Extended Data Fig. 2 Removal of m6A modification or inhibition of m6A deposition leads to the nuclear retention of m6A-modified reporter mRNAs.
a, Validation of site-specific m6A modification on firefly luciferase reporter mRNAs (Fluc-no m6A, Fluc−2x m6A, and Fluc−10x m6A) using SELECT-qPCR in GFP-POM121-expressing HeLa cells, which were transiently transfected with wild-type dCas13b-ALKBH5 or the H204A mutant together with sgCtrl or sgFluc-A. b-d, qPCR analysis of Fluc-mRNA abundance in total (b), nuclear (c) and cytosolic (d) fractions under the conditions described in (a). Relative RNA levels were normalized to GAPDH (total), MALAT1 (nuclear), and 18S rRNA (cytosolic). e, m6A MeRIP-qPCR analysis of Fluc-mRNAs following treatment with DMSO or 10 μM STM2457 for 24 hrs. The percentages of m6A levels on Fluc-mRNAs were obtained by calculating MeRIP signals over input RNA signals. f-h, qPCR analysis of Fluc-mRNA abundance following treatment with DMSO or 10 μM STM2457 for 24 hrs. Data are present as mean ± s.d. from three independent experiments. P values were calculated by two-sided student’s t-test. Source numerical data are provided in the Source Data.
Extended Data Fig. 3 METTL3 interacts with NUP93 at NPCs.
a,b, Reciprocal IP assays using anti-GFP (a) or anti-HA (b) antibodies in total lysates from HeLa cells exogenously expressing GFP-tagged NUP93 and HA-tagged METTL3. c, IP assays showing that the interaction of METTL3 and NUP93 is mediated by protein-protein contacts. Treatment with RNase A or DNase I during IP did not disrupt the interaction. d, In vitro GST pull-down assay demonstrating a direct interaction between METTL3 and NUP93. GST-NUP93 proteins (amino acids 197-552) were used. e, IP assays showing that the interaction of METTL3 and NUP93 occurs in multiple cell types. f, An in situ proximity ligation assay (PLA) showing interaction between METTL3 and NUP93 at the peripheral nuclear membranes in multiple cell types. g, An in situ PLA using transcription factors that translocate through nuclear pore complexes (MYC and ETS1), RNA polymerase II (RNAPII), or METTL14 as negative controls showed no detectable PLA signal with NUP93, supporting the specificity of the METTL3-NUP93 interaction. Nuclei were stained with 4′,6-diamidino-2-phenylindole (DAPI). Scale in (f, g) bar, 2 μm. All panels show representative images from three independent experiments. Source unprocessed gels and blots are provided in the Source Data.
Extended Data Fig. 4 Highly conserved α-helical domains of NUP93 are required for its interaction with METTL3.

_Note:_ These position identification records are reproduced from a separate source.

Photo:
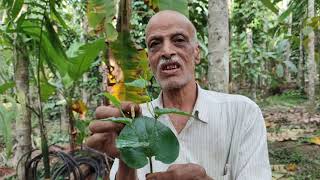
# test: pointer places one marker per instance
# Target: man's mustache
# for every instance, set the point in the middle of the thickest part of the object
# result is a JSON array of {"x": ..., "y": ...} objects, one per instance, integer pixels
[{"x": 172, "y": 59}]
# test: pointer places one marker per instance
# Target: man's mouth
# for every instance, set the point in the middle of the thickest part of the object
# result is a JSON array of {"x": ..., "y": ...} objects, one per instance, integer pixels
[{"x": 170, "y": 66}]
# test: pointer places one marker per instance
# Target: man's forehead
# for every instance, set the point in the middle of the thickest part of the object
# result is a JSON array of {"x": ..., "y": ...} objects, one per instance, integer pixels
[{"x": 167, "y": 19}]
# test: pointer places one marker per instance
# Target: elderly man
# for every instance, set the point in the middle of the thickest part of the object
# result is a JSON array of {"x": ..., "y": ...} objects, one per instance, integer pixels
[{"x": 228, "y": 141}]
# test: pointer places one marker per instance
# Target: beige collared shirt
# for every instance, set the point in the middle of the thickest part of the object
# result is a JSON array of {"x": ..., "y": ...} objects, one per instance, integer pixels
[{"x": 229, "y": 139}]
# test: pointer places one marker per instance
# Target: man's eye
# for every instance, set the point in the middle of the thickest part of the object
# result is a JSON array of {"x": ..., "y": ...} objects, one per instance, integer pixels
[{"x": 154, "y": 43}]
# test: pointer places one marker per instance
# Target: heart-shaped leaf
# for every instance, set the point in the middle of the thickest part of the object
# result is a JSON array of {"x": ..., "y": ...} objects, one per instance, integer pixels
[
  {"x": 145, "y": 138},
  {"x": 113, "y": 100}
]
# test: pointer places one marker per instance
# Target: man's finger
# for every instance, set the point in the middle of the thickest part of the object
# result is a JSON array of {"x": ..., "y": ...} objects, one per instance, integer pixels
[
  {"x": 105, "y": 126},
  {"x": 160, "y": 176},
  {"x": 126, "y": 108},
  {"x": 95, "y": 141},
  {"x": 107, "y": 111}
]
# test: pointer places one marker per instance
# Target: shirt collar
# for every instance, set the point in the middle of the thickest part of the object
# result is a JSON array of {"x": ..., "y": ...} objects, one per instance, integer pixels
[{"x": 198, "y": 107}]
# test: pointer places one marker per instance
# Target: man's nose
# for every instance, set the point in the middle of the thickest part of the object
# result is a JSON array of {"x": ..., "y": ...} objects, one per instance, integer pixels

a, IP assays using anti-HA antibody in HeLa cells transiently expressing GFP-tagged NUP93 and HA-tagged METTL3 (full-length or truncation mutants), whose domain structures are shown in (a, top). The C-terminal region of METTL3 (amino acids 351-580) mediates interaction with NUP93. b, IP assays using anti-GFP antibody in HeLa cells exogenously expressing HA-tagged METTL3 and GFP-tagged full-length or truncated NUP93 forms, as depicted in (b, top). The middle region of NUP93 (amino acids 197-552) mediates interaction with METTL3. c, IP assays using anti-HA antibody to detect endogenous METTL3 in immunoprecipitates from HeLa cells transiently expressing HA-tagged full-length NUP93 or a series of deletion NUP93 constructs, as illustrated in (c, top). Amino acids 301-400 of NUP93 are required for binding to endogenous METTL3. d,e, NUP93 structure (PDB:7R5K) from PDB (Protein Data Bank) (d) and predicted NUP93 structure from AlphaFold Protein Structure Database (e). The resolved and predicted structure are highly similar. The METTL3-interacting region (amino acids 301-400) is highlighted in red. f, Evolutionary conservation analysis of the middle region (amino acids 301-400) of NUP93 protein. Five conserved α-helices are highlighted in light red. Highly conserved residues are marked in rose red at the bottom of the sequence alignment, and mutated alanine (A), arginine (R), and lysine (K) residues are shown in red. g, IP assays using anti-HA antibody to detect endogenous METTL3 in immunoprecipitates from HeLa cells transiently expressing HA-tagged NUP93 or the indicated single-point mutants. **, immunoglobulin heavy chain; *, immunoglobulin light chain. All panels show representative images from three independent experiments. Source unprocessed gels and blots are provided in the Source Data.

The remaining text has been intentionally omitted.